Multi-layer Caching with the Decorator Pattern
TL;DR; Querying a Databricks SQL Serverless endpoint for analytical data is fast once the cluster is warm, but cold-start latency and query execution times make it unsuitable as the direct backing store for a web API. We solved this with two layers of caching—Azure Blob Storage for persistence across restarts, and IMemoryCache for sub-millisecond in-process reads—implemented cleanly using the Decorator pattern.
The Performance Challenge
As part of a recent project, we were building an analytical web API that serves sales data — products, retailers, historical figures and projections — to a React front-end. The data is produced by an ETL process that runs in Databricks and writes the results to Delta tables in a data lake. The natural way to query that data is through Databricks SQL Serverless: it handles the complex analytical workloads, scales well, and integrates cleanly with the rest of the stack.

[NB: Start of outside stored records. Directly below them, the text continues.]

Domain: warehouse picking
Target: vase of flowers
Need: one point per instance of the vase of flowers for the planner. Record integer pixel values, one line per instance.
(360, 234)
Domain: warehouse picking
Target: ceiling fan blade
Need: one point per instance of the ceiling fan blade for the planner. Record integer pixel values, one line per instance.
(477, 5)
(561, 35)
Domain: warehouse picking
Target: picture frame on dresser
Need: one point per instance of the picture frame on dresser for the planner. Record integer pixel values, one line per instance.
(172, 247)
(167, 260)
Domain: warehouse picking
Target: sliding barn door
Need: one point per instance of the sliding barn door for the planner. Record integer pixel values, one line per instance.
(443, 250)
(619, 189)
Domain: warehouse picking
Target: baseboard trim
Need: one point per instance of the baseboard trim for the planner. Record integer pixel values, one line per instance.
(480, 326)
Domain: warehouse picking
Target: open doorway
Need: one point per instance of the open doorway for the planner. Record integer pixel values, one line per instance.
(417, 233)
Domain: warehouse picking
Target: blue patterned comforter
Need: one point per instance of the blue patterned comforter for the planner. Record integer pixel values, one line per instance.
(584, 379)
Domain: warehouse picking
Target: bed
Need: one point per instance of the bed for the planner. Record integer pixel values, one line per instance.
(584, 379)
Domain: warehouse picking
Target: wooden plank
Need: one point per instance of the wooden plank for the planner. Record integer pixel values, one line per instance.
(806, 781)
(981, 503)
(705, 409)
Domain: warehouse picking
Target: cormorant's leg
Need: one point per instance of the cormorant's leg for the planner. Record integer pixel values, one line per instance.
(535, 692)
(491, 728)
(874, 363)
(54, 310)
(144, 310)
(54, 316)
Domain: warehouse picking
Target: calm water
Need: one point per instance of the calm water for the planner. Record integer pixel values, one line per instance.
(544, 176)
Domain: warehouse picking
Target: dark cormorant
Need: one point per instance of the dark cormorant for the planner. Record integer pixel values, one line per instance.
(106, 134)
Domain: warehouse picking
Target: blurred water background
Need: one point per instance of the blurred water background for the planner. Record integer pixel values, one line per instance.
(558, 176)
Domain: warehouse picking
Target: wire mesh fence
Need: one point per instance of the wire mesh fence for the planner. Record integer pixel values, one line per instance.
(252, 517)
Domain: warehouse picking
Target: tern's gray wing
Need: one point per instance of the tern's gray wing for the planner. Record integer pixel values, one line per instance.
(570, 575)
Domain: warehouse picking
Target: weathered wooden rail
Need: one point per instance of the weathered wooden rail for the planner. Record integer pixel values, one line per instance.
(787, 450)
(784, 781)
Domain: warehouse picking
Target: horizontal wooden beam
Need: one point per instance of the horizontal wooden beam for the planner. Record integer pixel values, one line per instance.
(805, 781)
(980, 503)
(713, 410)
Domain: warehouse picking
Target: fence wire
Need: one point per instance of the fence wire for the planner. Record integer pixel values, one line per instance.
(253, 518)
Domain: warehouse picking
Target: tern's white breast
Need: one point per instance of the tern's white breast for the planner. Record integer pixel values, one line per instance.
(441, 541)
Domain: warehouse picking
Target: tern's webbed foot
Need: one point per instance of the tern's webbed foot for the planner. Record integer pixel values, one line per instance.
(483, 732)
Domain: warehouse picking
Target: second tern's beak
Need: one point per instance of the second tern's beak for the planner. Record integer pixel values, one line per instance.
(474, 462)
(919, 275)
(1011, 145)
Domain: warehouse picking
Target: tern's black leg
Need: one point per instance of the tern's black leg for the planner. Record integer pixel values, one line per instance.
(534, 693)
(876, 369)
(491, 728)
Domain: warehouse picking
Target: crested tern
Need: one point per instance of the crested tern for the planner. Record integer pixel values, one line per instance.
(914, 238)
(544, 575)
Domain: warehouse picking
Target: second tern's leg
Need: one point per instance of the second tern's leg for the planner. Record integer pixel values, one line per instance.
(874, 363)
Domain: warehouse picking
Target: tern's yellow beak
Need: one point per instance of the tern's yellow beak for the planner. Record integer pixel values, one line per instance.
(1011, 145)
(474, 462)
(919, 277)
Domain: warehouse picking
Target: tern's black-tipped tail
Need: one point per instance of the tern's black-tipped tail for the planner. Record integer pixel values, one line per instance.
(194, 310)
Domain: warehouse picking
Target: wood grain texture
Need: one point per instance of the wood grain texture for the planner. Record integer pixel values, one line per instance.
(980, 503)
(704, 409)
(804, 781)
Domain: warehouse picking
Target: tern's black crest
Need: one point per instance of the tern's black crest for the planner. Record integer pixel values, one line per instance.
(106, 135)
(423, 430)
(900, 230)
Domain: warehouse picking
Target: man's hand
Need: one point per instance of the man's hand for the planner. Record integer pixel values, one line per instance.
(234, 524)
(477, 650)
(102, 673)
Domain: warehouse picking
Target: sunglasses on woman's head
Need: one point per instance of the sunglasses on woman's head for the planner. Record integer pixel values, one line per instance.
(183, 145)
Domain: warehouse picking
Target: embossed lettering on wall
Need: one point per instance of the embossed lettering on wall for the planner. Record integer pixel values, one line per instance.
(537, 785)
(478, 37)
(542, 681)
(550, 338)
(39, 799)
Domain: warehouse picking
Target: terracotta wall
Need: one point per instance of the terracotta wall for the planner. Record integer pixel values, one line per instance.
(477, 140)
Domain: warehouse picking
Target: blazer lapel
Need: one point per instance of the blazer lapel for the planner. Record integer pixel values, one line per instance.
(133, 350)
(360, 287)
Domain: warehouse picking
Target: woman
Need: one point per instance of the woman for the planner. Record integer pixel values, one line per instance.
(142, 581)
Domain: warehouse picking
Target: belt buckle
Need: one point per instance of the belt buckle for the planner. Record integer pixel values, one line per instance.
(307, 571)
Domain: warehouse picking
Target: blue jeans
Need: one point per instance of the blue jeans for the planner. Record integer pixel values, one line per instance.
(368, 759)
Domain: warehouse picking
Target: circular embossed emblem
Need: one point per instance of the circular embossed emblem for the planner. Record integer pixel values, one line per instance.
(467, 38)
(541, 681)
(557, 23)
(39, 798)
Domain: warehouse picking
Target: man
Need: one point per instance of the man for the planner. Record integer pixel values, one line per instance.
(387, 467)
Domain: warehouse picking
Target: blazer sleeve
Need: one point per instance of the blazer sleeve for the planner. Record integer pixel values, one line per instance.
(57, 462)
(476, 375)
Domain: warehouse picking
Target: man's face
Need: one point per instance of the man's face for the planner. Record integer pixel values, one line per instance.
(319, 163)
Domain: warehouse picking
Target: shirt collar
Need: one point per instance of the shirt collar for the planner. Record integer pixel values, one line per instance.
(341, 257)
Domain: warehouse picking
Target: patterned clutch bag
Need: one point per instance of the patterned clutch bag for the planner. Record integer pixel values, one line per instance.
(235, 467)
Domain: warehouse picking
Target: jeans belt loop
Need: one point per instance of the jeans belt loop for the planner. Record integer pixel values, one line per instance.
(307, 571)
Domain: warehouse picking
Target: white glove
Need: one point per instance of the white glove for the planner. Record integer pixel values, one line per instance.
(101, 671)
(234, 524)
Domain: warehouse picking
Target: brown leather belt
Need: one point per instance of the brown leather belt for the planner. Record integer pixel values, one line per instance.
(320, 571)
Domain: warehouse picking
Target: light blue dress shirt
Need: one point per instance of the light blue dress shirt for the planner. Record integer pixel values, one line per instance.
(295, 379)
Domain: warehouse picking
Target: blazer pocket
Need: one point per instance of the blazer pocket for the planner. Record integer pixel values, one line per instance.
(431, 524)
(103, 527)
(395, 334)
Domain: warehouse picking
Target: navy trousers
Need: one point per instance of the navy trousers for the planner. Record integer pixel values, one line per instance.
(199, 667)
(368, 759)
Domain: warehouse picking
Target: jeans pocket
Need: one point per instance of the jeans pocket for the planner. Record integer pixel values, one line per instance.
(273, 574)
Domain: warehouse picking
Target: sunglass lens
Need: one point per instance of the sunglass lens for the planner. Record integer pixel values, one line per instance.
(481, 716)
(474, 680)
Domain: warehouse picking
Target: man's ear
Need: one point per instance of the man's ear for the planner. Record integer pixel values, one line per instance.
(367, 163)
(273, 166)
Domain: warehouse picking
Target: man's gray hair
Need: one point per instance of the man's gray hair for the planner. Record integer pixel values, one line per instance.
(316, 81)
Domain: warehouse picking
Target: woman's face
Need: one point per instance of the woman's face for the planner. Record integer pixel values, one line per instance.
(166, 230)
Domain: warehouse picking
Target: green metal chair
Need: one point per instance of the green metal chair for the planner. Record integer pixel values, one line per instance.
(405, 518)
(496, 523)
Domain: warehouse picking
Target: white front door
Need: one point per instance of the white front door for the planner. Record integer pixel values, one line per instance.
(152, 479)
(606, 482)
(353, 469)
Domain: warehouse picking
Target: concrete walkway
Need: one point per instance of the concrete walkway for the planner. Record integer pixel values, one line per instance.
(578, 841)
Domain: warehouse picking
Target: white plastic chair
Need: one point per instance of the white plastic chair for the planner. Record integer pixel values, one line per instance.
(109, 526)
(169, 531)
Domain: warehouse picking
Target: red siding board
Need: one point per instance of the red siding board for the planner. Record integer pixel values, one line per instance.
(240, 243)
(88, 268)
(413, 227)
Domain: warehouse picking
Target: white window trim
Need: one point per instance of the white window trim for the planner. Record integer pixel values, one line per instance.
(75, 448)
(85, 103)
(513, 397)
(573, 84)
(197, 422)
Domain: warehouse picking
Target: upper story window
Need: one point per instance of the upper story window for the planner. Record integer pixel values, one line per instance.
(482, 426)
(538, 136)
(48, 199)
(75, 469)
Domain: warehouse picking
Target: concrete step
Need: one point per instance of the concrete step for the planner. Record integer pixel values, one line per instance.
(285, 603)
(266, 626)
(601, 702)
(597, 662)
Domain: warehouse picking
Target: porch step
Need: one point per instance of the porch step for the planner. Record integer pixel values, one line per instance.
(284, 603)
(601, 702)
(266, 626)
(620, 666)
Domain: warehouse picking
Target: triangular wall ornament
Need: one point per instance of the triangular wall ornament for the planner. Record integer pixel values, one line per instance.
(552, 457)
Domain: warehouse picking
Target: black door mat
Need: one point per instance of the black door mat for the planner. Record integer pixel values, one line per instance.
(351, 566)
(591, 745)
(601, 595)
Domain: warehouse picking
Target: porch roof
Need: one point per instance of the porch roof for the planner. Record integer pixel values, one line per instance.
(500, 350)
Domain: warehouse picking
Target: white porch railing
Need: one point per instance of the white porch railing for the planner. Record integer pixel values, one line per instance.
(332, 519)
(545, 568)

There's a catch, though. Databricks SQL Serverless clusters can be paused when idle, and cold-start latency can add several seconds—sometimes tens of seconds—to the first request after a period of inactivity. Even on a warm cluster, query execution time for some of the larger datasets runs into multiple seconds. For a web API that needs to feel responsive, that's a problem.
The good news is that most of the data retrieved from Databricks is reference data: it changes infrequently, and when it does change, it changes in a controlled, versioned way. That observation is what makes aggressive caching safe — and it's the insight that shaped the approach described here.
Key observation: the application works with specific named versions of the sales data. Within a given version, the data is completely immutable. There's no risk of serving stale data from a cache, because the data simply doesn't change once a version is published.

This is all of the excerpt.